Posts tagged Visual Arts Reviews
RAW: SALA – Sudhira Shah – SSStudio – Rundle St, Kent Town – 4K
Aug 16th
Sudhira Shah is a photo journalist with a specialty, when confronted with set pieces, for family portraits. She has been based in Adelaide for around 12 months and her first Adelaide, seven piece, exhibition heralded the opening of her SSStudio in Rundle Street, Kent Town.
It has to be said family portraiture is hardly new, the Gainsborough Studios of this world have thrived on it for decades, but Shah brings a life and enjoyment to her finished works that leap from the paper, images of spontaneity that make you want to be like those featured.
Using either a (mostly) white washed background and floor or the same in black, families across generations are brought together to celebrate their existences as both humans and as families. This exhibition goes a step further by highlighting not only the cross generational aspects but also cross cultural combinations that also just happen to finish up in Adelaide. It speaks to that most unheralded of our great success stories of racial integration.
Two images stand out. In close-up, one eyed relief, Roshni and Shyam are a couple of an arranged wedding and who have come to Adelaide from the hilly slopes of Nepal. Fifi and daughters Tislisha and Phila are from the African Xhosa tribe, the same as Nelson Mandella. Both images ooze of life and their interconnection and seeming contentment with their lot in Australia. They are part of the pot pouri of life that Shah is able to capture brilliantly drawing on her own inter-cultural and travelling experiences.
Group Shot at Opening. artist 3rd from right.

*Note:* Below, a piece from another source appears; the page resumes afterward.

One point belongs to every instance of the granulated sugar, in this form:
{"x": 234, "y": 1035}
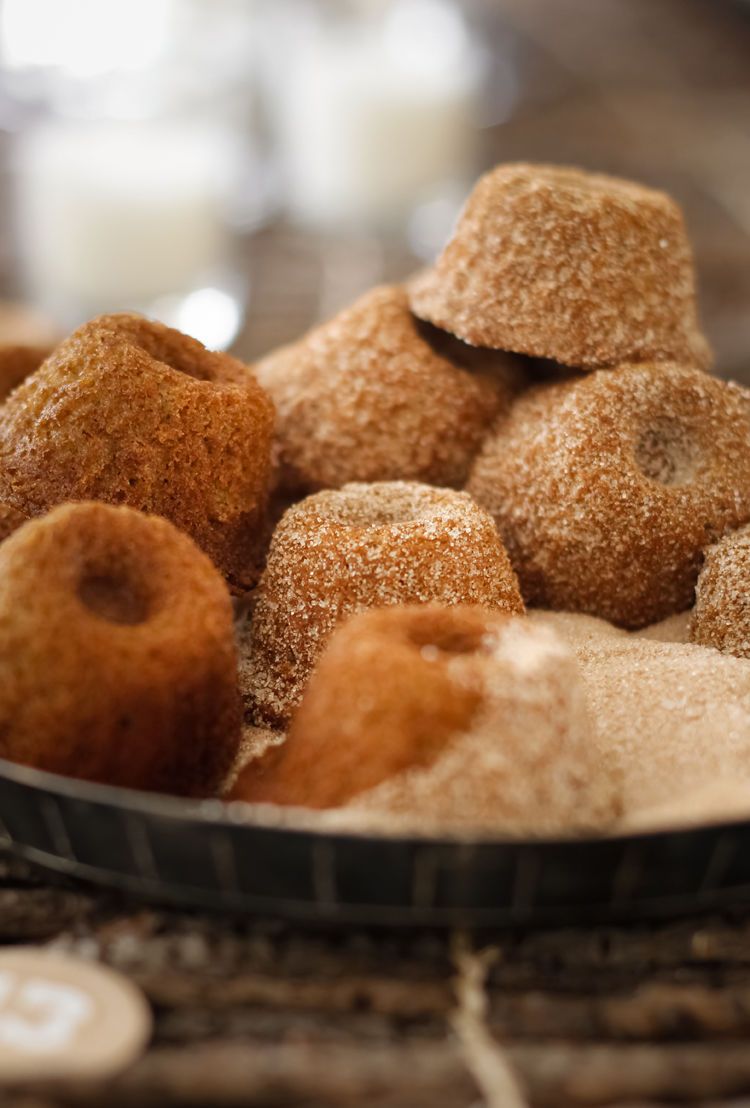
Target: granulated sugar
{"x": 527, "y": 765}
{"x": 668, "y": 717}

RAW: Waterhouse Nat History Art Prize – SA Museum Till 5th Sept – 4K
Aug 9th
The Waterhouse Natural History Art Prize commemorates the SA Museum’s first curator, Frederick George Waterhouse and this is its eighth year and already it has become Australia’s richest prize awarded for natural history or wildlife art.
There are three categories, paintings, works on paper and sculpture and objects, with a Youth competition also included.
What strikes one immediately upon entering is the great variety of the works and approaches, even within each category. None could accuse the 104 finalists (chosen from 684 entries) of attempting to pander to some preconceived notion of what the judges or even the viewing and buying public might be after. (This may stand as a contrast to competitions such as the Archibald Portrait Prize.)
This year’s overall winner is Nikki Main’s Flood Stones which appears as shiny mid-sized mineral infused rocks but is in fact blown glass with silt and powders to give a sense of silt, sediment and running water in order to celebrate the flood phase of the hydrological cycle. Some works are monuments to wild life such as Indiana James’ Restraint – Wedge Tailed Eagle, others far more political such as the Youth Prize winner, Tessa McDonnell’s Owl In Victorian Bell Jar and Terry Jackson’s Not So Different, a pencil sketch of hand that is part human and part primate.
With a purpose of celebrating the intricate and complex world of global biodiversity as well as encouraging excellence in natural history art, the Waterhouse 2010 competition is a success on all fronts.